Government transparency is one of Arroyo’s big concerns. “Make sure you’re the window-washer, so people can see what’s going on inside,” he said of a city councilor’s role in City Hall.

But he also expressed concern about the idea raised by some mayoral candidates this year of simply putting all City records on the Internet. “It’s an academic, elitist position to take,” he said, noting that many people don’t have home Internet access and may not understand raw official documents.

He said that there needs to be more open hard-copy versions of documents, and more information that makes sense of them. Web-based transparency can create a “two-class system” that leaves many people even more shut out than before, he said.

That ties into his call for more diversity in government, especially the police force. “It’s not happening enough now,” he said of increased diversity. He added that “diversity” to him also means gender, sexual orientation and income level.

“I think race does matter still.

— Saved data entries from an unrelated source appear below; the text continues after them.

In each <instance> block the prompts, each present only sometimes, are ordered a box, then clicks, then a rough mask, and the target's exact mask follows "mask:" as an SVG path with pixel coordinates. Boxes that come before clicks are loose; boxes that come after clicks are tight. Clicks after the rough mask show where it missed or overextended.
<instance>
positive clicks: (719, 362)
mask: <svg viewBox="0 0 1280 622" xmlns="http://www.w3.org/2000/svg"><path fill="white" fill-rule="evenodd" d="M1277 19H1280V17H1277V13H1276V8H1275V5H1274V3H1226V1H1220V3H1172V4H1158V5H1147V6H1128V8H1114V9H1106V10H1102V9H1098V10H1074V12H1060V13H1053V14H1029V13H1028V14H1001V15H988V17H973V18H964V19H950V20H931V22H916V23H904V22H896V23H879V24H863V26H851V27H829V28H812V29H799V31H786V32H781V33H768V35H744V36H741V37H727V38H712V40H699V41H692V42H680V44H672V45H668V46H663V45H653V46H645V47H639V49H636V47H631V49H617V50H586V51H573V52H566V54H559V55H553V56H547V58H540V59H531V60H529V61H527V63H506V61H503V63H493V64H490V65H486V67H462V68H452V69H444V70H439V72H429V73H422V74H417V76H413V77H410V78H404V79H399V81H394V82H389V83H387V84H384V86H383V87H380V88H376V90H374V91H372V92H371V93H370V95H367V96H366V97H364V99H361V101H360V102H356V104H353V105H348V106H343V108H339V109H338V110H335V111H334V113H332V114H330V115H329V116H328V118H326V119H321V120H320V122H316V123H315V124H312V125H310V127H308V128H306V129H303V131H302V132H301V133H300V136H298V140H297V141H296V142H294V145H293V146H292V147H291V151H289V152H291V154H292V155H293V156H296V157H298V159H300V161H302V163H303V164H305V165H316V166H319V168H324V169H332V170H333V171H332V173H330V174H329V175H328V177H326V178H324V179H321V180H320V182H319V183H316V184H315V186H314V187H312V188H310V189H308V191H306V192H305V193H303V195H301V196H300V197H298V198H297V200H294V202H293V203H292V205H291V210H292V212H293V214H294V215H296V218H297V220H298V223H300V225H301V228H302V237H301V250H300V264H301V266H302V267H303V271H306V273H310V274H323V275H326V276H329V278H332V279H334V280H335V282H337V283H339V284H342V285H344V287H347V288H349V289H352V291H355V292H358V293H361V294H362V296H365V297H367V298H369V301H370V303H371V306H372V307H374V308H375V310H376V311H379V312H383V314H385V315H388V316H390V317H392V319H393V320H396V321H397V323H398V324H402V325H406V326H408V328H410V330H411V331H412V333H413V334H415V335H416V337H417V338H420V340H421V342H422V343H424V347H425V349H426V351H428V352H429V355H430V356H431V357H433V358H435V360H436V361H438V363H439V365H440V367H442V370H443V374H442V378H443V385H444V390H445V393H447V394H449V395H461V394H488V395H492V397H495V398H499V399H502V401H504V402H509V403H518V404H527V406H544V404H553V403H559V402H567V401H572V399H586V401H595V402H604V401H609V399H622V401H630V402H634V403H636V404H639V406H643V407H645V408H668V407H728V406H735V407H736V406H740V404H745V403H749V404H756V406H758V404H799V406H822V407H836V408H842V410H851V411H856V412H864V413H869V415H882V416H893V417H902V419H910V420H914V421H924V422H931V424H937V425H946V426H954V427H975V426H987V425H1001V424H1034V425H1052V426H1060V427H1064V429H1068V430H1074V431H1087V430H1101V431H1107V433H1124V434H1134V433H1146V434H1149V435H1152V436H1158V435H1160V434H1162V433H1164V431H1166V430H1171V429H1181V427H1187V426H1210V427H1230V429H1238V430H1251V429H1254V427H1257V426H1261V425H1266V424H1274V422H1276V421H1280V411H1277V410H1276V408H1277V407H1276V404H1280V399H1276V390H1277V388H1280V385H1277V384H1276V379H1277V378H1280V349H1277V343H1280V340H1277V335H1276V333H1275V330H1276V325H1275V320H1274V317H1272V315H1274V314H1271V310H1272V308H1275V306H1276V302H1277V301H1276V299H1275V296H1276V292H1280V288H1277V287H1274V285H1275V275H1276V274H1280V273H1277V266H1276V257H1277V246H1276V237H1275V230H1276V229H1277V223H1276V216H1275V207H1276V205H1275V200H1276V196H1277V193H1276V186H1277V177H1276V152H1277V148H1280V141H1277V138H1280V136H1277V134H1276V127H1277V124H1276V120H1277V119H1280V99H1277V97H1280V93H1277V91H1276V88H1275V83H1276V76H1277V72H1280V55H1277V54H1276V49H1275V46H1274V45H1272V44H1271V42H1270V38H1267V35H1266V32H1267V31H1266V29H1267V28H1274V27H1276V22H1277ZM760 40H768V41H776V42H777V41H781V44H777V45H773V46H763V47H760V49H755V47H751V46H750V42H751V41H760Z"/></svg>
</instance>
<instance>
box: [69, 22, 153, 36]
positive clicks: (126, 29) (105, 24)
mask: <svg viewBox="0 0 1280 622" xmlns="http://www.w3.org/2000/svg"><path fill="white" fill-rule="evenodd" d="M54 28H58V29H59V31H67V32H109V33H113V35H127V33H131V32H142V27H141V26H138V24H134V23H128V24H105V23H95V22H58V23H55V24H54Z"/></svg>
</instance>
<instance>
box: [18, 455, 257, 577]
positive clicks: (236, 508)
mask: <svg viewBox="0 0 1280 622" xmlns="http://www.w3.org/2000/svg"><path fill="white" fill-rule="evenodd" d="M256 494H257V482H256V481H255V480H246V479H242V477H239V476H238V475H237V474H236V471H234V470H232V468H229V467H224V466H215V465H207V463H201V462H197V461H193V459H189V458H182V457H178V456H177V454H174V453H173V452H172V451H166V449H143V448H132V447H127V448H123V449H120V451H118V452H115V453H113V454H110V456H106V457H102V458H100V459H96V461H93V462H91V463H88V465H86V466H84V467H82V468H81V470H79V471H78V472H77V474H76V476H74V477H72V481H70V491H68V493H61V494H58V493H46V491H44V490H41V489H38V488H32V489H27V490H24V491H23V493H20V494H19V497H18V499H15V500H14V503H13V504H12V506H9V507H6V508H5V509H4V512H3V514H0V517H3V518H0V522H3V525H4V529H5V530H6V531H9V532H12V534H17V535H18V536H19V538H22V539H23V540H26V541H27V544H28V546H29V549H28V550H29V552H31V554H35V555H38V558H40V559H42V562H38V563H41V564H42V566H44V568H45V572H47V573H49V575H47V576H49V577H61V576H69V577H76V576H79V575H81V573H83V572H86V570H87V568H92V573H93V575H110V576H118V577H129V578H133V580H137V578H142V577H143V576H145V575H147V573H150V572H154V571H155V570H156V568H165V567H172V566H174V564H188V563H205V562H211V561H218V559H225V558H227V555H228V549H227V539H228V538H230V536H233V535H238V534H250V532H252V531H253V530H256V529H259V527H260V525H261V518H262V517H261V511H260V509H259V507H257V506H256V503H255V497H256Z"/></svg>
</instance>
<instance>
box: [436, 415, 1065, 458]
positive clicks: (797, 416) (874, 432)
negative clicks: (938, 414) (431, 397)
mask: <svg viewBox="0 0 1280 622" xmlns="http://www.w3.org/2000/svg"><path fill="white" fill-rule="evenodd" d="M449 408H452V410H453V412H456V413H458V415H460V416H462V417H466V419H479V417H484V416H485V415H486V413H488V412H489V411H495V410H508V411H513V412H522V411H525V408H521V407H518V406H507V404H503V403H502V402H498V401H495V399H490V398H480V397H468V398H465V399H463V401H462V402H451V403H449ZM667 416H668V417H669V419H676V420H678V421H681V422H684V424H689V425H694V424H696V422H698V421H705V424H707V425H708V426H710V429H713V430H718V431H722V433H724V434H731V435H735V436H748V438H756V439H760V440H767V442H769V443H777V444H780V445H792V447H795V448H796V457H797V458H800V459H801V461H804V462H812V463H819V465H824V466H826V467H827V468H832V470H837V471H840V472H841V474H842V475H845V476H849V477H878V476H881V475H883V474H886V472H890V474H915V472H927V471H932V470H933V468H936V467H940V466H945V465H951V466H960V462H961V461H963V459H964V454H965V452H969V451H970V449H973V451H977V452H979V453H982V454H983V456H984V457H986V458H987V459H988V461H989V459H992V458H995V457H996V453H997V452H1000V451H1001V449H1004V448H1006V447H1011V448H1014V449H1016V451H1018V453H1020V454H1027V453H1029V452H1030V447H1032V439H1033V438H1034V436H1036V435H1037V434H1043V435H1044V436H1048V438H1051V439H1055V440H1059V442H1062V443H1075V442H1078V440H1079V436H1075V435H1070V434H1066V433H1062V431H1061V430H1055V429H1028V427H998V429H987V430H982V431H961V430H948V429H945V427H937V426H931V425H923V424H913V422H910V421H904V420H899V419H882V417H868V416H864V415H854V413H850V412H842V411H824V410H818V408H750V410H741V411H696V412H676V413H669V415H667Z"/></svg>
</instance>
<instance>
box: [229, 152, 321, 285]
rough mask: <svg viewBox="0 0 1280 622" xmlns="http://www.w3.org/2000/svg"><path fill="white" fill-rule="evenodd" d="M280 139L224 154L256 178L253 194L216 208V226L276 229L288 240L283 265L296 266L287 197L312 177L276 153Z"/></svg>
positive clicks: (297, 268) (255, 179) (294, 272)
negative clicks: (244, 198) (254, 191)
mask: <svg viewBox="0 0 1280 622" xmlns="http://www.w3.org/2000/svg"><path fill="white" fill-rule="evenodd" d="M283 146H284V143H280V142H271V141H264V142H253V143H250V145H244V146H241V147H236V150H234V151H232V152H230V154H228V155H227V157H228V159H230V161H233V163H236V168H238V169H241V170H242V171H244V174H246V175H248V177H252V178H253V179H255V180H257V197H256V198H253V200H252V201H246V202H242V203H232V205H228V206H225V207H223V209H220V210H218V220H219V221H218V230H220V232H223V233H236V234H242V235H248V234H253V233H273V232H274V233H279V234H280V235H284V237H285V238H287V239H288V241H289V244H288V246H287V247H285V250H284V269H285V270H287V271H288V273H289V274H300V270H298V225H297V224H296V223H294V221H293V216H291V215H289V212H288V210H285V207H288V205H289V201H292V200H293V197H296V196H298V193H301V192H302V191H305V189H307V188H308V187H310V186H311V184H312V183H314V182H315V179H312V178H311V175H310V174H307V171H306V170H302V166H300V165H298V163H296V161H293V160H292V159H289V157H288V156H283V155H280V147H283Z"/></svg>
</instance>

But it’s mostly about class, economic class,” he said.

Like many candidates this year, Arroyo is calling for the controversial Boston Redevelopment Authority (BRA) to be replaced with separate planning and development agencies. He said that real estate development in the city is too often “forced down people’s throat” by the BRA.

He said that BRA officials hold “what they consider a community meeting. What it is, is them pushing their talking points.” He said planning processes should be about residents collaborating to create a common goal—“not that you describe the goal and convince [people] it is common, a.k.a., BRA style.”

Arroyo said his first proposals in office would relate to affordable housing. He believes there is enough money in the existing budget to immediately put hundreds of vacant Boston Housing Authority units back into business.

He also would introduce an ordinance requiring that banks, after a mortgage foreclosure on a residence, keep any current tenants in place during its sale. The current eviction policy is “heartless,” he said. Tenants should have the right of first refusal on purchasing the building, too, he said.

Asked about past proposals to require landlords to have “cause,” or a good reason, to evict a tenant, Arroyo said he supports the concept, and believes the majority of good landlords could provide a model. “I believe people deserve a place to live,” he said.

Arroyo’s stump speech contains many references to JP’s Dixwell Street, one of the rougher patches of Egleston Square.

“Good people live there,” he said. “I talk about that street because it really is a street I spend a lot of time on.”

It’s a street where some of the young baseball players he coaches live, where he drops them off after games in a place, he tells candidate forum audiences, “you wouldn’t want to live in, right here in Jamaica Plain.”

He said he doesn’t mean to single the street out. He points to Jackson Square’s Walden Street, which was home to another of his longtime youth players, Sergio Ibanez. Ibanez, who had a full scholarship to UMass, was killed in Roslindale last year in what police suspect was a case of mistaken identity. Ibanez’s father’s bodega in Egleston Square closed around the same time. But his mother is starting a scholarship fund to help other youths.

“I think an awful lot about that family,” Arroyo said. “Their reality in Boston is different from the reality a lot of people have.”

Arroyo described how JP gives him a perspective on the whole city, where “you have million-dollar homes and people making $10,000, all in the same neighborhood.”

“It tells you how much work we have to do,” he said.